Open tfmorris opened 9 years ago
Thanks for delving into this, Tom. Sounds like you have a fix in hand - hopefully the OL folks will be willing to apply it globally. I wonder if there's enough metadata in the output documents to be able to tell if the "chapter start pages" are missing from specific books quickly, though.
I'm not 100% sure I follow what you're asking, but the file with the necessary information is available. For this example, if you look at https://archive.org/download/billgalactichero00harr/billgalactichero00harr_scandata.xml or, more generally, https://archive.org/download/
<pageType>Chapter</pageType>
you can tell whether a particular scan will be affected by this bug. If you find an example where the corresponding _abbyy.gz file is public, I can re-run the processing to test the fix.
Just wondering if there's an easy way to determine which books need to be reprocessed. It seems pretty heavyweight to re-run every book in the collection if only a fraction have this problem. Might also be nice to tag the books with the problem until they're reprocessed, or pull the damaged epubs from the lending interface - but that's dependent on someone inside OL being willing to do that work, I suppose. Maybe just validating your fix and asking them to redo everything is the right answer.
It's not easy for me to do remotely, but it's easy to do at scale at IA. It's simply a matter of scanning every _scandata.xml file for the signature string. The files are typically 10s to 100s of KB, so it's a pretty lightweight job.

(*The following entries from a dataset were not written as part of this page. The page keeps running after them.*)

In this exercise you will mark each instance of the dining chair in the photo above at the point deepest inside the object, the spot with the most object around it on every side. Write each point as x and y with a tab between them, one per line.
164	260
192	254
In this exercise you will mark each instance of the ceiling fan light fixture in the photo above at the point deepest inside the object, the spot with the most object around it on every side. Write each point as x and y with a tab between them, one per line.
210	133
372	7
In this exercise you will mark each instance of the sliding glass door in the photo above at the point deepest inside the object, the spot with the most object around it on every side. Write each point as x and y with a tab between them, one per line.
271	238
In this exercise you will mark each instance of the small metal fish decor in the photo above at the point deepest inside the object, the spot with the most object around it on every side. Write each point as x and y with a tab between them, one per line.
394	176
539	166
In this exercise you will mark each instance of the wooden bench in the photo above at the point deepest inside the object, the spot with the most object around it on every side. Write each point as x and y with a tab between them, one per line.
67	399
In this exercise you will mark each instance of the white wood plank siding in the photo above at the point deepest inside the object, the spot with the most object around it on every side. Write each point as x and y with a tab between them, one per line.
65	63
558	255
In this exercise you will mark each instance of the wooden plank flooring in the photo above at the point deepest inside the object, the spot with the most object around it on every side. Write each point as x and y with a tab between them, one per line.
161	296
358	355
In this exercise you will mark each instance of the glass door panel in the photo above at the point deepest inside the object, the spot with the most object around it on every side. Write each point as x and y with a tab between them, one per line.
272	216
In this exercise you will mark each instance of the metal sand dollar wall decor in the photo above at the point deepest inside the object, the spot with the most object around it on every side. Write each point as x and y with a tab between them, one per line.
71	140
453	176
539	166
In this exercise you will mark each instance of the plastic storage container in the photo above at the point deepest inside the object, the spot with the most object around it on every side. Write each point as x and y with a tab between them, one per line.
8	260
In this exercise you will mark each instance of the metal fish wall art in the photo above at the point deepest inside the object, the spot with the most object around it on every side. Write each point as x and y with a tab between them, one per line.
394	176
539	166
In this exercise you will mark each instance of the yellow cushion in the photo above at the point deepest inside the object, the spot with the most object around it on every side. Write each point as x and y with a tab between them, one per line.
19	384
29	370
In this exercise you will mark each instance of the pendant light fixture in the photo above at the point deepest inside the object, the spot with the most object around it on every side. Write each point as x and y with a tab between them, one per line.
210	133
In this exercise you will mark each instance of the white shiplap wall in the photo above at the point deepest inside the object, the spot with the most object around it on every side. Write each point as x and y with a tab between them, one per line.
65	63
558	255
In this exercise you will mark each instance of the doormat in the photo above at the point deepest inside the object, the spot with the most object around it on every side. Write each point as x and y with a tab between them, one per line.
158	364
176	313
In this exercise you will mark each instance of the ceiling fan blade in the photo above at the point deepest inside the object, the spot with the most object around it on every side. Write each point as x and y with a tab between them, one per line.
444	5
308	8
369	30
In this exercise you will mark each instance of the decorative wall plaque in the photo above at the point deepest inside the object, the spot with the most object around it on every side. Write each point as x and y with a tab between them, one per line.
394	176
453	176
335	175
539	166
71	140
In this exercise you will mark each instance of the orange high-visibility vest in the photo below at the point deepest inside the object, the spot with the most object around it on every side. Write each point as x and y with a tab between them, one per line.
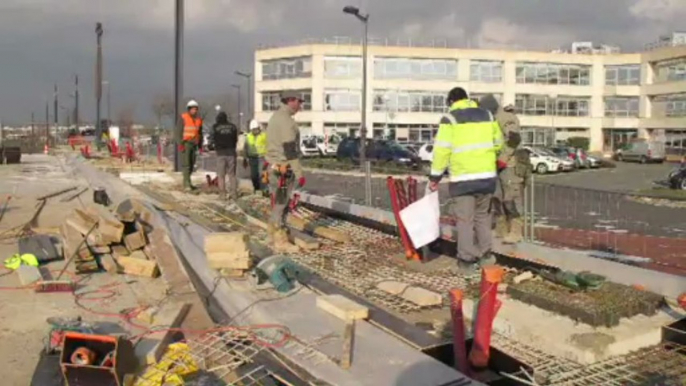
191	127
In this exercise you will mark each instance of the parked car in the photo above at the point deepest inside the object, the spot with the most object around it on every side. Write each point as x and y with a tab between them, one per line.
318	145
543	163
642	151
677	177
378	151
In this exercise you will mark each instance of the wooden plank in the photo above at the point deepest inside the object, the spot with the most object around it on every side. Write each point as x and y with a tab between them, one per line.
138	267
342	307
306	226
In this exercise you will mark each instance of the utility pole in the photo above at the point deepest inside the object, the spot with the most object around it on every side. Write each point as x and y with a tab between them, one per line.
76	102
55	107
178	76
98	86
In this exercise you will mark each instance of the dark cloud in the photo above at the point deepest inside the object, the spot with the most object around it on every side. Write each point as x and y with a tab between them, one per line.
46	41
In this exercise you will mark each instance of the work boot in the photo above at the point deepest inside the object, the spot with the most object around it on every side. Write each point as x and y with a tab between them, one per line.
516	232
500	227
281	243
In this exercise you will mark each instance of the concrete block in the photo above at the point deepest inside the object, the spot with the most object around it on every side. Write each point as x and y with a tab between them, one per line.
219	260
120	250
28	274
135	240
234	243
422	297
109	264
138	267
342	307
393	287
139	255
522	277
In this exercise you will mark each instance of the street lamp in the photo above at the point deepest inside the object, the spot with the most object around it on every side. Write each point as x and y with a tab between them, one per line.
363	127
248	78
240	113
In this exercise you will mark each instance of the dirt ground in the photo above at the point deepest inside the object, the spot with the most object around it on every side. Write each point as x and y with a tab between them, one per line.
23	313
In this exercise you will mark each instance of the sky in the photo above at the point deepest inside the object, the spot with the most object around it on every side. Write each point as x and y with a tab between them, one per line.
43	42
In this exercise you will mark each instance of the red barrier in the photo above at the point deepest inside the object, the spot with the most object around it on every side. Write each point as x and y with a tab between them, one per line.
459	346
491	276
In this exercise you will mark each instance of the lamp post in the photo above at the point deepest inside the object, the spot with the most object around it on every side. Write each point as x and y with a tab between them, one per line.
248	78
240	113
363	127
98	86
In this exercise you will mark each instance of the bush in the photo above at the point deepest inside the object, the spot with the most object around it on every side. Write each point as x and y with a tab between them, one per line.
579	142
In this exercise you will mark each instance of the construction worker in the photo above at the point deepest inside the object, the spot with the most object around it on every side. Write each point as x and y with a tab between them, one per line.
467	145
253	154
224	135
189	139
509	198
283	156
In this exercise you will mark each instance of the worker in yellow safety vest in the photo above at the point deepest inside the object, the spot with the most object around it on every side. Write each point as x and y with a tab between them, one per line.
189	140
467	145
253	154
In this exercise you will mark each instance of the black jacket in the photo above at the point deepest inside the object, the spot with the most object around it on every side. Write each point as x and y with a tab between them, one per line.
224	135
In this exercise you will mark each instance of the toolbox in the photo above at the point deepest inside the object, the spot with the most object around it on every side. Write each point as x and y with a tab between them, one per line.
96	360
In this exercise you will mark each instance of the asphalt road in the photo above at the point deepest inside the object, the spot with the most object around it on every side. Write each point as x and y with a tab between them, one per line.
589	199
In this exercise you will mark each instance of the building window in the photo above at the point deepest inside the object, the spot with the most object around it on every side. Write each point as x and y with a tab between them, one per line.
409	101
344	129
669	106
538	136
342	100
342	67
621	106
417	69
486	71
566	106
287	68
476	97
271	101
625	75
553	73
671	71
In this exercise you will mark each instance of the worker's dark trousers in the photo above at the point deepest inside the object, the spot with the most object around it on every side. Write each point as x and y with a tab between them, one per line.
255	166
473	217
188	159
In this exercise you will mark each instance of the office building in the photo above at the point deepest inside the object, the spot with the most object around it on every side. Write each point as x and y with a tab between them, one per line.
602	95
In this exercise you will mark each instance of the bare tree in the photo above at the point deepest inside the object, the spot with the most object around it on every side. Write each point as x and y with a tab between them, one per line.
163	106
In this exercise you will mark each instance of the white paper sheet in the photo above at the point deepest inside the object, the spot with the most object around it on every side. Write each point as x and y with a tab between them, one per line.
421	220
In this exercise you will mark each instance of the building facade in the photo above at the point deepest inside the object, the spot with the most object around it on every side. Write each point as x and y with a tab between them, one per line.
608	98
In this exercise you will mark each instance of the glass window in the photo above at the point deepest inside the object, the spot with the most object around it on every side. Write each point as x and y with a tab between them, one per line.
287	68
406	101
271	100
420	69
569	106
486	71
553	73
342	67
671	71
342	100
621	106
623	75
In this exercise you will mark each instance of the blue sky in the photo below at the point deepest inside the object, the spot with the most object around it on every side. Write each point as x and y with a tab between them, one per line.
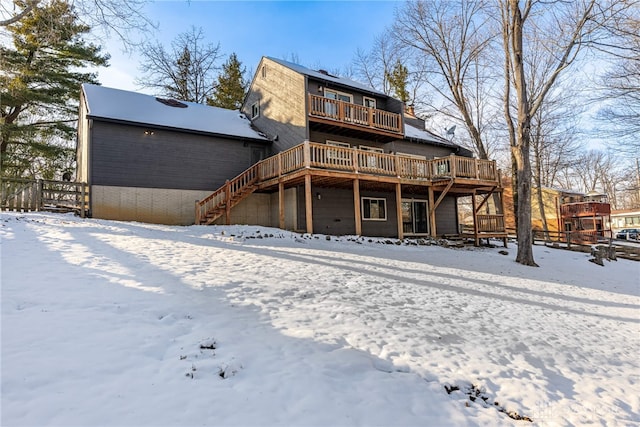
319	33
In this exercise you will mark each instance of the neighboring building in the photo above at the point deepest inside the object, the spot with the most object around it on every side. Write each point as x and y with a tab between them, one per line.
149	159
340	158
625	218
585	216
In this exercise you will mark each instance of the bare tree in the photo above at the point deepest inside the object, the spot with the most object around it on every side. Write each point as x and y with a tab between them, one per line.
122	17
452	37
373	66
621	114
187	71
560	29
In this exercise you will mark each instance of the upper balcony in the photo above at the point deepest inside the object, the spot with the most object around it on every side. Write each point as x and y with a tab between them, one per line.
353	116
585	209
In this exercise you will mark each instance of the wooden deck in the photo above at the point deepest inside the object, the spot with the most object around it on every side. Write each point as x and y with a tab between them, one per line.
339	167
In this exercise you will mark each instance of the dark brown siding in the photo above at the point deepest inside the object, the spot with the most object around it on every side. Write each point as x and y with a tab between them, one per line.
123	155
429	151
333	213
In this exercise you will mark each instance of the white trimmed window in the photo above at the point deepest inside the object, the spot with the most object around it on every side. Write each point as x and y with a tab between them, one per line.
374	209
255	110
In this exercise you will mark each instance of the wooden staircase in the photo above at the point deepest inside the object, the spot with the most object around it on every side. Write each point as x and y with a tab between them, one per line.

It's not a big deal to regenerate all the epubs -- and I'm looking forward to seeing how many books are going to cause print('Unexpected page type: ' + page_type) to fire.
In hindsight that code should have always been there! Good catch, Tom.
Better and better. @wumpus, just curious what the (approx.) total book count of the IA collection is?
@wumpus If IA were to think about regenerating all epubs, I hope they'd consider fixing some of the other bugs first (e.g. there have been a number of reports of poorly performing header/footer identification code).
Oh, and the code is completely untested. Still waiting on example data...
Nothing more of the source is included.